Et il lui expliqua son plan. Son idée de séduire Ambre pour la laisser au désespoir lorsqu'il la quitterait. Et l'aide que Thérèse pourrait lui offrir si elle devait monter à bord de l'Ecumeur. Ambre quitterait alors à tout jamais le navire de son père. Son navire. En échange, il lui permettrait de rester à bord et veillerait à ce qu'elle soit bien traitée. Son père avait raison : une catin à bord d'un navire sur lequel tous les hommes sont privés de tendresse féminine pendant plusieurs mois ne leur amènerait que des problèmes.

Lorsqu'il eut fini, Wulfran fixa Thérèse avec intensité, les yeux pétillants. La jeune femme resta silencieuse quelques instants avant de lâcher brutalement.

« - C'est ça ta super idée ? draguer Ambre ? je savais que tu ne pouvais la supporter mais à ce point-là…

- Justement ! c'est ça qui est génial ! c'est brillant ! brillant ! du génie à l'état pur !

- Couché ! ordonna-t-elle pour calmer l'emballement de Wulfran qui levait déjà les bras au ciel en attendant d'être touché par la grâce divine.

- Quoi ? répondit Wulfran en lui lançant un regard interrogateur.

- C'est débile.

- Quoi ? explosa-t-il.

- Parfaitement. Jamais ça ne marchera.

- Et pourquoi cela ?

- Parce que c'est Ambre. Jamais elle ne te cédera. Ne serait-ce que par fierté. Alors de là à tomber amoureuse…

- Mais… tenta-t-il pitoyablement.

- Oublie ça. Dois-je te rappeler qu'elle te hais aussi ?

- Ouais. Et alors ?

- Si elle s'aperçoit que tu deviens gentil avec elle, tu crois qu'elle va faire quoi ?

- J'en sais rien. Je suis pas dans sa tête.

- Et bien tu devrais ! rétorqua Thérèse, furieuse. Et puis gaffeur comme tu l'es, cette chère petite tête blanche aurait tôt fait de découvrir ce que tu mijotes. Et elle est suffisamment intelligente pour que ça parvienne aux oreilles de ton père sans qu'elle ne soit impliquée en rien !

- Grmfl.

- Quoi ? demanda sèchement Thérèse.

- Rien. Je marmonnais ma mauvaise humeur. »

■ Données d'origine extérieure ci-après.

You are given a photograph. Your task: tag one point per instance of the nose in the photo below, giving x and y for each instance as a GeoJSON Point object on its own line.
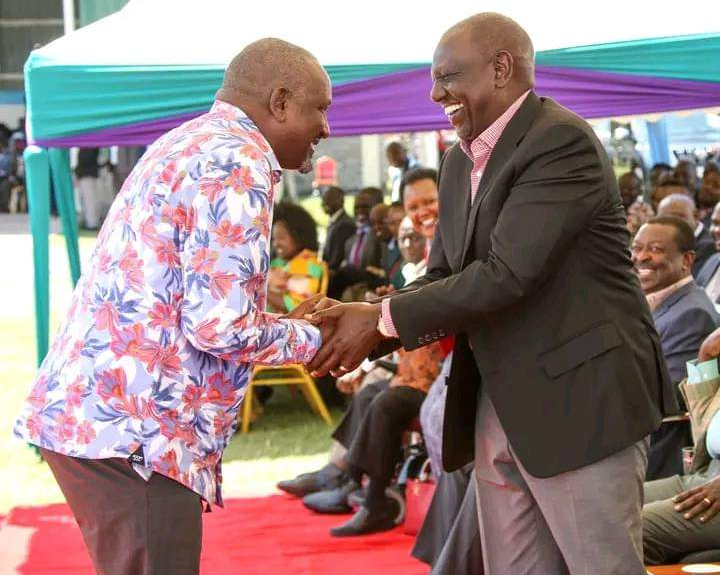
{"type": "Point", "coordinates": [639, 255]}
{"type": "Point", "coordinates": [437, 92]}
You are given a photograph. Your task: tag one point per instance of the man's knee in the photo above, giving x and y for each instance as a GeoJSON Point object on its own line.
{"type": "Point", "coordinates": [656, 532]}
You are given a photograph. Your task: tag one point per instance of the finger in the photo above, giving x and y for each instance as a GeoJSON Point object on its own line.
{"type": "Point", "coordinates": [326, 303]}
{"type": "Point", "coordinates": [689, 503]}
{"type": "Point", "coordinates": [329, 364]}
{"type": "Point", "coordinates": [318, 316]}
{"type": "Point", "coordinates": [321, 356]}
{"type": "Point", "coordinates": [685, 494]}
{"type": "Point", "coordinates": [711, 512]}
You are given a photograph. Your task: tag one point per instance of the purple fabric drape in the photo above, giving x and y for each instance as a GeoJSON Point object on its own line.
{"type": "Point", "coordinates": [400, 102]}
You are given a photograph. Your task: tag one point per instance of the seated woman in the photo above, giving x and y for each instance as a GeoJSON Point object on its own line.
{"type": "Point", "coordinates": [296, 273]}
{"type": "Point", "coordinates": [680, 515]}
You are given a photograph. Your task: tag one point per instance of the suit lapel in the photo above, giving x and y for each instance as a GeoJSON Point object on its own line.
{"type": "Point", "coordinates": [461, 207]}
{"type": "Point", "coordinates": [509, 140]}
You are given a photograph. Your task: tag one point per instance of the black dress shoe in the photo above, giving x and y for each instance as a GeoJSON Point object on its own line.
{"type": "Point", "coordinates": [366, 521]}
{"type": "Point", "coordinates": [331, 501]}
{"type": "Point", "coordinates": [329, 477]}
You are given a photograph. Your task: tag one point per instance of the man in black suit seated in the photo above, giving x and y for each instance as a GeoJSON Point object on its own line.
{"type": "Point", "coordinates": [662, 253]}
{"type": "Point", "coordinates": [708, 277]}
{"type": "Point", "coordinates": [340, 229]}
{"type": "Point", "coordinates": [683, 207]}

Thérèse s'assit sur son lit avec un soupir. Elle plongea son regard bleu glace dans celui de métal de Wulfran. Sa voix se fit plus douce.

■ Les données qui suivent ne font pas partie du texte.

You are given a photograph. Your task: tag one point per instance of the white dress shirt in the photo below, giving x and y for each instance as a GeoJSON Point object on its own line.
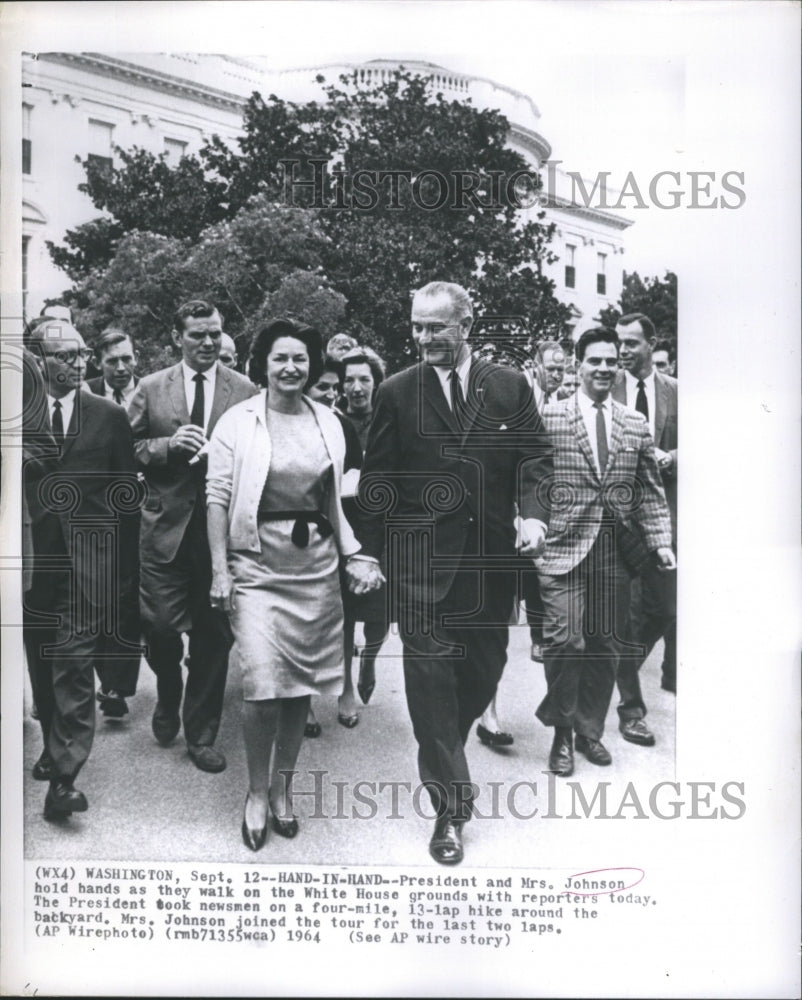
{"type": "Point", "coordinates": [67, 404]}
{"type": "Point", "coordinates": [588, 410]}
{"type": "Point", "coordinates": [127, 393]}
{"type": "Point", "coordinates": [648, 388]}
{"type": "Point", "coordinates": [210, 378]}
{"type": "Point", "coordinates": [444, 374]}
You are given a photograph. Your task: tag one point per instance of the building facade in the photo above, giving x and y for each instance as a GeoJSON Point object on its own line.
{"type": "Point", "coordinates": [80, 105]}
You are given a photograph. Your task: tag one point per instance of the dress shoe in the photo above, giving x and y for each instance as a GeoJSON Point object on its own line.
{"type": "Point", "coordinates": [284, 827]}
{"type": "Point", "coordinates": [367, 680]}
{"type": "Point", "coordinates": [561, 758]}
{"type": "Point", "coordinates": [253, 839]}
{"type": "Point", "coordinates": [492, 738]}
{"type": "Point", "coordinates": [43, 769]}
{"type": "Point", "coordinates": [62, 800]}
{"type": "Point", "coordinates": [446, 843]}
{"type": "Point", "coordinates": [206, 758]}
{"type": "Point", "coordinates": [112, 704]}
{"type": "Point", "coordinates": [594, 750]}
{"type": "Point", "coordinates": [636, 731]}
{"type": "Point", "coordinates": [165, 725]}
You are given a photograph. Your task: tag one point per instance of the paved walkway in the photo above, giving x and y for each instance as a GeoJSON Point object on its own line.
{"type": "Point", "coordinates": [150, 803]}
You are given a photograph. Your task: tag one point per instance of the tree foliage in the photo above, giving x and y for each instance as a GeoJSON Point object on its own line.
{"type": "Point", "coordinates": [655, 297]}
{"type": "Point", "coordinates": [285, 205]}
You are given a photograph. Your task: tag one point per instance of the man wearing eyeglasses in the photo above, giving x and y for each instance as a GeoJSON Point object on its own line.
{"type": "Point", "coordinates": [84, 543]}
{"type": "Point", "coordinates": [454, 444]}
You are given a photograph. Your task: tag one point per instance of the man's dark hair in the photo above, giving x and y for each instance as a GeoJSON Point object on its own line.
{"type": "Point", "coordinates": [667, 346]}
{"type": "Point", "coordinates": [265, 338]}
{"type": "Point", "coordinates": [110, 337]}
{"type": "Point", "coordinates": [646, 324]}
{"type": "Point", "coordinates": [596, 335]}
{"type": "Point", "coordinates": [194, 309]}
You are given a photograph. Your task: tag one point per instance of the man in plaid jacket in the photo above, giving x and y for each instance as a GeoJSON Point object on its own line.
{"type": "Point", "coordinates": [608, 518]}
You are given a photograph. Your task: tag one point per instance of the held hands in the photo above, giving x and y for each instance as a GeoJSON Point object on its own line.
{"type": "Point", "coordinates": [531, 541]}
{"type": "Point", "coordinates": [665, 460]}
{"type": "Point", "coordinates": [363, 576]}
{"type": "Point", "coordinates": [186, 441]}
{"type": "Point", "coordinates": [666, 560]}
{"type": "Point", "coordinates": [221, 593]}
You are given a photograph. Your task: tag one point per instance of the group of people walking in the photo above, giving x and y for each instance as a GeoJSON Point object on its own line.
{"type": "Point", "coordinates": [265, 516]}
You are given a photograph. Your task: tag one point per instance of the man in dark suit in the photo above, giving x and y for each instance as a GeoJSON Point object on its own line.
{"type": "Point", "coordinates": [83, 531]}
{"type": "Point", "coordinates": [608, 517]}
{"type": "Point", "coordinates": [117, 359]}
{"type": "Point", "coordinates": [118, 676]}
{"type": "Point", "coordinates": [454, 443]}
{"type": "Point", "coordinates": [653, 613]}
{"type": "Point", "coordinates": [173, 413]}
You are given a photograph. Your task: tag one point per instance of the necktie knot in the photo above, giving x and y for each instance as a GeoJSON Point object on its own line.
{"type": "Point", "coordinates": [199, 403]}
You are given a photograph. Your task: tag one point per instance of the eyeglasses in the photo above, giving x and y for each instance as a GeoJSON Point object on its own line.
{"type": "Point", "coordinates": [419, 329]}
{"type": "Point", "coordinates": [70, 357]}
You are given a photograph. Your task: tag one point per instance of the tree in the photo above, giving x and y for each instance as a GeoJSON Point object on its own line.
{"type": "Point", "coordinates": [264, 263]}
{"type": "Point", "coordinates": [411, 148]}
{"type": "Point", "coordinates": [655, 297]}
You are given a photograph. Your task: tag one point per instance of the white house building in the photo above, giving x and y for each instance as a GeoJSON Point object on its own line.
{"type": "Point", "coordinates": [83, 104]}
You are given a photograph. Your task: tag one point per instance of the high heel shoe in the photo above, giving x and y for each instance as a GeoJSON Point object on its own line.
{"type": "Point", "coordinates": [253, 839]}
{"type": "Point", "coordinates": [284, 827]}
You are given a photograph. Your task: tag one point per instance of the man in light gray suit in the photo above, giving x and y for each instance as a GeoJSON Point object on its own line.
{"type": "Point", "coordinates": [173, 414]}
{"type": "Point", "coordinates": [653, 613]}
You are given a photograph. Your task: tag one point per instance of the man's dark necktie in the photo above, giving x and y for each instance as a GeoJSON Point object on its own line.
{"type": "Point", "coordinates": [457, 398]}
{"type": "Point", "coordinates": [58, 424]}
{"type": "Point", "coordinates": [198, 404]}
{"type": "Point", "coordinates": [601, 437]}
{"type": "Point", "coordinates": [641, 403]}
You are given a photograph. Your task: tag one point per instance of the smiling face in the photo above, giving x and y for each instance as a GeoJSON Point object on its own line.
{"type": "Point", "coordinates": [325, 390]}
{"type": "Point", "coordinates": [358, 387]}
{"type": "Point", "coordinates": [597, 370]}
{"type": "Point", "coordinates": [64, 356]}
{"type": "Point", "coordinates": [118, 363]}
{"type": "Point", "coordinates": [199, 341]}
{"type": "Point", "coordinates": [636, 349]}
{"type": "Point", "coordinates": [287, 366]}
{"type": "Point", "coordinates": [440, 330]}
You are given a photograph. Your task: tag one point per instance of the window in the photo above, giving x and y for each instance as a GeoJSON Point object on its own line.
{"type": "Point", "coordinates": [570, 270]}
{"type": "Point", "coordinates": [101, 143]}
{"type": "Point", "coordinates": [26, 138]}
{"type": "Point", "coordinates": [175, 149]}
{"type": "Point", "coordinates": [601, 273]}
{"type": "Point", "coordinates": [26, 242]}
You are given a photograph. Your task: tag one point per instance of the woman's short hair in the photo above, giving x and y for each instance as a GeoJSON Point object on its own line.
{"type": "Point", "coordinates": [264, 339]}
{"type": "Point", "coordinates": [365, 356]}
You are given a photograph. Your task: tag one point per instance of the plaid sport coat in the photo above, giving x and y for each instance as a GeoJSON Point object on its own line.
{"type": "Point", "coordinates": [630, 490]}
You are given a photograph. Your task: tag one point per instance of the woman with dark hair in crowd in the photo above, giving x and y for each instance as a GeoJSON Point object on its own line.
{"type": "Point", "coordinates": [277, 533]}
{"type": "Point", "coordinates": [363, 373]}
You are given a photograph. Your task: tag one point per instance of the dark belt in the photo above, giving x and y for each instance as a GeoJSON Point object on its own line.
{"type": "Point", "coordinates": [302, 518]}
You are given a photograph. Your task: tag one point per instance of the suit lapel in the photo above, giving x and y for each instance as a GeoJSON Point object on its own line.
{"type": "Point", "coordinates": [178, 397]}
{"type": "Point", "coordinates": [434, 398]}
{"type": "Point", "coordinates": [74, 429]}
{"type": "Point", "coordinates": [222, 390]}
{"type": "Point", "coordinates": [616, 436]}
{"type": "Point", "coordinates": [577, 424]}
{"type": "Point", "coordinates": [660, 406]}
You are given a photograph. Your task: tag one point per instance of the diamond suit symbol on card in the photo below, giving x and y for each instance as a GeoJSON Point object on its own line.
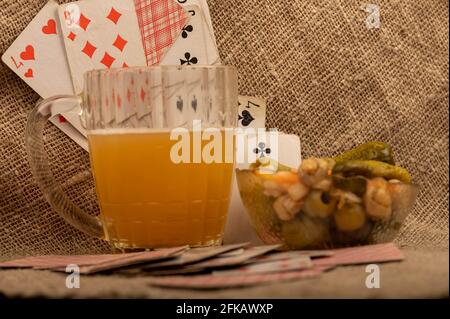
{"type": "Point", "coordinates": [107, 60]}
{"type": "Point", "coordinates": [28, 53]}
{"type": "Point", "coordinates": [114, 15]}
{"type": "Point", "coordinates": [89, 49]}
{"type": "Point", "coordinates": [29, 73]}
{"type": "Point", "coordinates": [84, 22]}
{"type": "Point", "coordinates": [120, 42]}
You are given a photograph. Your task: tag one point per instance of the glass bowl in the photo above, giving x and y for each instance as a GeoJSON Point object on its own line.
{"type": "Point", "coordinates": [324, 221]}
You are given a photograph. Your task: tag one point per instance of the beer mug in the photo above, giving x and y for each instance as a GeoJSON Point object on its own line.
{"type": "Point", "coordinates": [162, 153]}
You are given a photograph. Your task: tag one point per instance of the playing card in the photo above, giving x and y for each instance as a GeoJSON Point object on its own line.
{"type": "Point", "coordinates": [238, 227]}
{"type": "Point", "coordinates": [91, 263]}
{"type": "Point", "coordinates": [361, 255]}
{"type": "Point", "coordinates": [215, 281]}
{"type": "Point", "coordinates": [249, 253]}
{"type": "Point", "coordinates": [100, 34]}
{"type": "Point", "coordinates": [192, 255]}
{"type": "Point", "coordinates": [251, 112]}
{"type": "Point", "coordinates": [160, 22]}
{"type": "Point", "coordinates": [290, 255]}
{"type": "Point", "coordinates": [38, 57]}
{"type": "Point", "coordinates": [298, 263]}
{"type": "Point", "coordinates": [211, 48]}
{"type": "Point", "coordinates": [190, 47]}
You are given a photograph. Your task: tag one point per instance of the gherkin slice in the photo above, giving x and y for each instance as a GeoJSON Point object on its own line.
{"type": "Point", "coordinates": [371, 169]}
{"type": "Point", "coordinates": [376, 151]}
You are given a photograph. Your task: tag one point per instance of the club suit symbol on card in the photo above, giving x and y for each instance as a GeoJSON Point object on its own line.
{"type": "Point", "coordinates": [50, 27]}
{"type": "Point", "coordinates": [188, 60]}
{"type": "Point", "coordinates": [180, 104]}
{"type": "Point", "coordinates": [186, 30]}
{"type": "Point", "coordinates": [261, 151]}
{"type": "Point", "coordinates": [194, 104]}
{"type": "Point", "coordinates": [245, 118]}
{"type": "Point", "coordinates": [191, 46]}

« - Sincèrement. Tu y croyais vraiment ?

- … non. »

Wulfran posa son front sur ses avant-bras et ferma les yeux, déprimé.

« - Mais j'en ai vraiment marre de cette sale gamine. Vraiment. »

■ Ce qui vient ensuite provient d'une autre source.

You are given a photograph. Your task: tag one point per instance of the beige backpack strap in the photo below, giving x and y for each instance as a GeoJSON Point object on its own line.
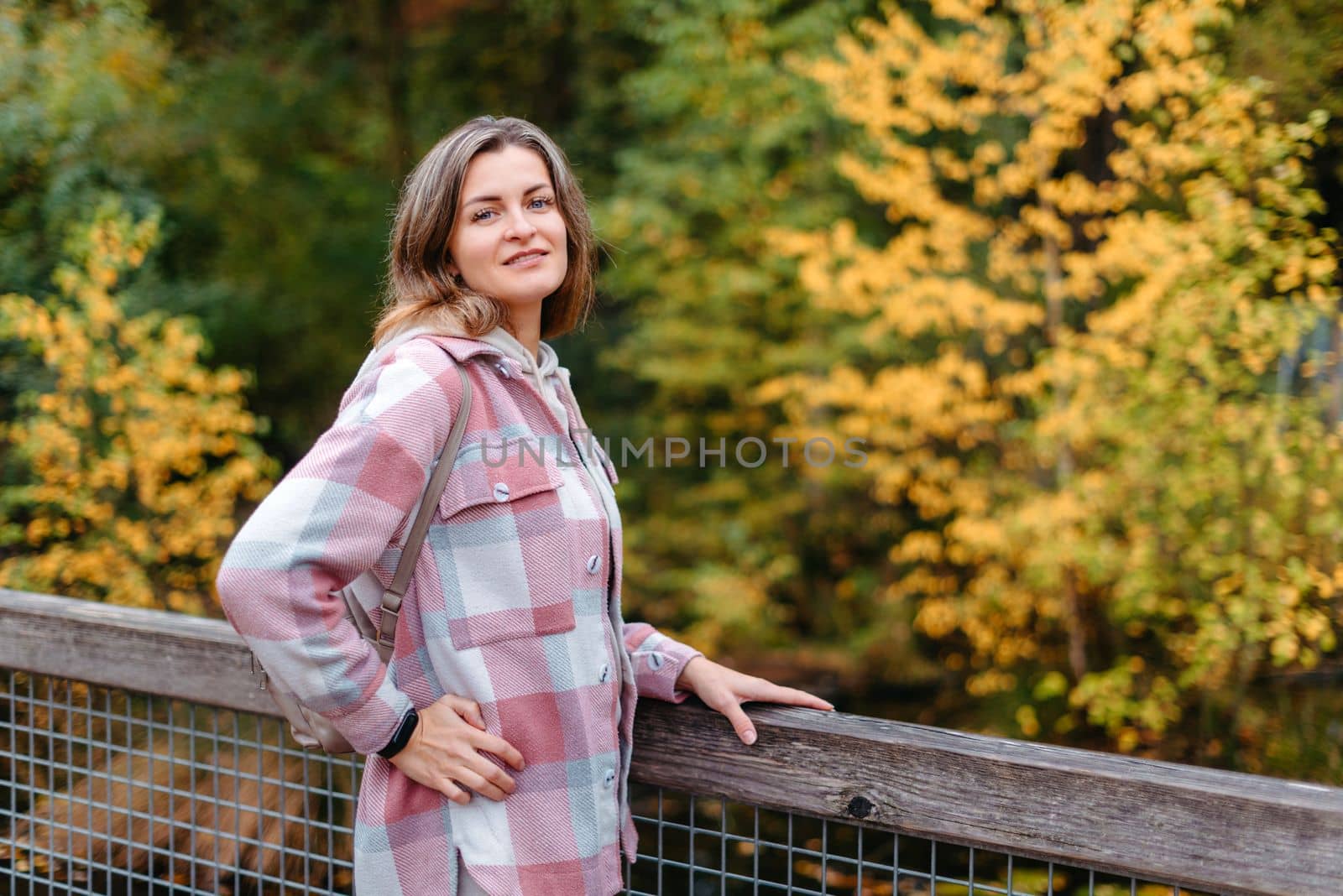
{"type": "Point", "coordinates": [433, 491]}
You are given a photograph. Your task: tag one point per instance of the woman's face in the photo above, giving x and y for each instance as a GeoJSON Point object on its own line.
{"type": "Point", "coordinates": [510, 233]}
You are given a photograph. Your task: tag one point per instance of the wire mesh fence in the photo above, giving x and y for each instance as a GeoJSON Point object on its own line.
{"type": "Point", "coordinates": [703, 847]}
{"type": "Point", "coordinates": [109, 792]}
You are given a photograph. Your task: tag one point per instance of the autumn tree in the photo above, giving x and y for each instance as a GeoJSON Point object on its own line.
{"type": "Point", "coordinates": [1087, 378]}
{"type": "Point", "coordinates": [734, 138]}
{"type": "Point", "coordinates": [128, 456]}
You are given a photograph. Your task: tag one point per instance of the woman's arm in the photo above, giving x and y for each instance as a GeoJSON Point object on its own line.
{"type": "Point", "coordinates": [668, 669]}
{"type": "Point", "coordinates": [327, 522]}
{"type": "Point", "coordinates": [725, 690]}
{"type": "Point", "coordinates": [658, 662]}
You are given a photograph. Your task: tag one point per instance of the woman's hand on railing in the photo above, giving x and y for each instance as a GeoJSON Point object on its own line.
{"type": "Point", "coordinates": [445, 753]}
{"type": "Point", "coordinates": [725, 690]}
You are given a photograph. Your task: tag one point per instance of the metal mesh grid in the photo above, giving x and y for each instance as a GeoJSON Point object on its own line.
{"type": "Point", "coordinates": [107, 792]}
{"type": "Point", "coordinates": [702, 846]}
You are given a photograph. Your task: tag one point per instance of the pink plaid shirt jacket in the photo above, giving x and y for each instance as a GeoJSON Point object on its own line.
{"type": "Point", "coordinates": [515, 604]}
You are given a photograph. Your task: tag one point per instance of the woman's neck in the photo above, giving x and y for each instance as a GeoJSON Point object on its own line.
{"type": "Point", "coordinates": [527, 329]}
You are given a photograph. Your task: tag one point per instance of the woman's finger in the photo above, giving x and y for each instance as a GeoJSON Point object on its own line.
{"type": "Point", "coordinates": [481, 785]}
{"type": "Point", "coordinates": [449, 789]}
{"type": "Point", "coordinates": [792, 696]}
{"type": "Point", "coordinates": [740, 723]}
{"type": "Point", "coordinates": [500, 748]}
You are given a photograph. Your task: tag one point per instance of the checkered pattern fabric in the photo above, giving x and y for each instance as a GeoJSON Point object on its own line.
{"type": "Point", "coordinates": [515, 602]}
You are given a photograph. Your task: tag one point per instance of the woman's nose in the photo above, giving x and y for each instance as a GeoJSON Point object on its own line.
{"type": "Point", "coordinates": [519, 227]}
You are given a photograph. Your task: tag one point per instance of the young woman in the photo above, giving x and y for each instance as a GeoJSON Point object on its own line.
{"type": "Point", "coordinates": [499, 737]}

Le silence s'installa entre eux deux.

Le ténébreux jeune homme entendit un froissement de tissu accompagné des couinements du lit puis des pas légers qui s'approchaient de lui. Une main douce lui effleura l'épaule. Il leva les yeux vers Thérèse. Elle avait le visage dur, le regard déterminé et froid.

« - Si je monte sur l'Ecumeur, tu as ma parole que je ferais ce que je pourrais pour qu'Ambre te cède la place. »

Wulfran soupira.

« - J'espère que ça sera suffisant. Je ne tiendrais pas une année de plus avec cette énergumène ! »

Quelques jours après cet incident, Roberts réunissait ses hommes, prêt à repartir écumer la mer des Caraïbes. Il se tenait accoudé au bastingage qui surplombait le pont de son navire et surveillait ses hommes d'un œil alerte. Son second, Korp, monta jusqu'à lui à pas guillerets.

« - Ils ont fini de ranger les vivres dans la cale. Il ne reste que l'eau et la nourriture vivante.

- Parfait, » répondit Roberts au rapport de son bras droit.

Korp se laissa tomber lourdement à côté de son capitaine.

« - Alors comme ça vous avez décidé d'embarquer une nouvelle Ambre ? »

Roberts se redressa et tourna un regard surpris vers son ami.

« - Comment sais-tu ça ?

- Je vous ai croisé alors que vous discutiez avec Wulfran et je n'ai pas pu m'empêcher de laisser traîner mes oreilles par là… répondit le gigantesque bonhomme avec un franc sourire. Ne vous en faites pas, je n'ai rien dit.

- Je vois, dit froidement Roberts, soulagé que la nouvelle n'ait pas déjà fait le tour de Tortuga.

- Et pourquoi ?

- Parce que. Comme tu l'as dit toi-même, elle est comme Ambre.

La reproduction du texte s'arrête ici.